Indigenous insight for a better world
In these blogs we’re hoping to reflect not just on the content of what each of our speakers said but also how they said it - where their perspectives arose from, what influences they drew on, and how they stood in relation to their own thoughts and experiences. What seems particularly striking about Donna is the clarity with which she could distil deep wisdom and insight. This, we might speculate, requires a deep level of knowing of herself, of the ideas she was speaking to, and of how to relate these ideas to and with others. This knowing is something she herself spoke to in her talk and is emerging as a critical part of the work we are doing - thinking about where society’s “knowledge” primarily originates from and is shared by and how we can gain confidence in trusting our own knowledge and our capacity to make new knowledge together.
Connecting
Indeed, this is where Donna started - with the idea of connecting to our own knowledge. The importance of connecting with each other, our planet, and the truth of our interdependence has been a recurring theme in our conversations but here Donna was talking about another form of connection - connecting our conscious selves to our innate wisdom. Donna talked about how we know what is right, but the structure of modern society tends to make us forget this knowledge.

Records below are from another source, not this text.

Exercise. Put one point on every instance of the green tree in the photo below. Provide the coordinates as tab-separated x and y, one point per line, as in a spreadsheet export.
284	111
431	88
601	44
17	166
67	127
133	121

For Donna this seemed to be about the preference for “rational” thought and logical argument which leaves little room for emotional knowledge or instinct. But we could certainly take this several steps further. Because modern systems of governance limit the extent to which we as individuals are given the space or encouragement to do ethical inquiry - these are matters for the state to decide and impose through rules, laws, and, if necessary, the use of force. It’s a symptom too of a large bureaucracy in which responsibility seems to lie with no one, disempowering each individual in the system.
How do we get back to a point of knowing and trusting in ourselves and leaning in to our creativity, intelligence, and care in our relationships with others? One very obvious point of hope from our conversation with Donna was the idea that this is not about creating new knowledge - though that will be a product of what we do - or even of changing people as such but a process of re-knowing what is already there.
Finding balance
Donna explained that she felt it was important for her work that she balanced spiritual knowledge with practical application. She said that she didn’t want to be purely an advocate for Maori healing techniques but also a practitioner - someone who knew that world intimately and kept using and applying her knowledge.
While this was a personal reflection for Donna, there are some important lessons we might draw from it more generally.
First, the commitment to continual learning and refinement. That is not only an ethos that we want to ensure is carried through in our work but also out into the world. There is always a danger that in the “market of ideas” there is a motivation - present across the private and public sector - to have the answer to a problem. The reality is, knowledge can never be definitive. The ethos needed to meet and manage systems collapse is one which allows new ideas to bloom and adapt, not have us travel headlong down one path that promises the world, only to lead to failure.
Second is how that learning is done for Donna - by cross-pollination between her work. Again, this is not something that, for many, seems possible. More often than not, most of us are schooled in the idea of having a single career, built around a specialism and the deepening (but crucially not widening) of one’s knowledge. Not only is this highly limiting for the individual, it’s also making us less equipped to build a good society. Creativity comes from bridging disciplines, ideas, and approaches - an ability that risks becoming less and less familiar.
Diversity
Indeed, diversity - and flexibility - was another major theme of our conversation with Donna. She emphasised how much poorer society becomes - in all ways - when it becomes rigid, fixed in ideas about how people should be or contribute and when we try to fit our individual natures to suit certain norms.
This is, to some extent, at the centre of how a modern economy works - our freedom is always limited by the fact we have to perform certain actions (earning money) in order to survive and live well. It’s especially so in unequal societies where we spend a great deal of time looking up and down (how am I doing relative to others?) rather than out. It’s also likely a symptom of modern ways of living where the ways we travel, communicate, work, shop and so on can - if we allow it - isolate us not just from other people but from entire communities, cultures, and histories.
How do we unblock this? Likely though many of the themes we’ve already encountered: building connection in community, art and storytelling, and giving people the tools, permission, and spaces to act out of empathy. Undoing fear is also going to be central - and while the financial precarity cannot be ignored, care, support, and other forms of resourcing can give people room to breathe - and in that room, to create and imagine.
Time
As in our conversation with Gretchen, the concept of time became a major point of discussion. This seemed to emerge on two levels.
On the one hand there is the need to step out of time as we live it right now - to find ways to break from the habituated ways of living to see and consider them with fresh eyes. Retreats offer one way to do that - but we also need to make retreats in people’s lives as they currently are, not just something people can do for a few days or a week at a time.
But there is also the necessity to approach time from a different perspective more generally. It is fair to say that many of us live according to minutes and hours. But imagine if we were in a society where we looked at time in decades and eons - imagine how differently we might relate to our own lives and to our planet? Is there a way to encourage a great stepping back?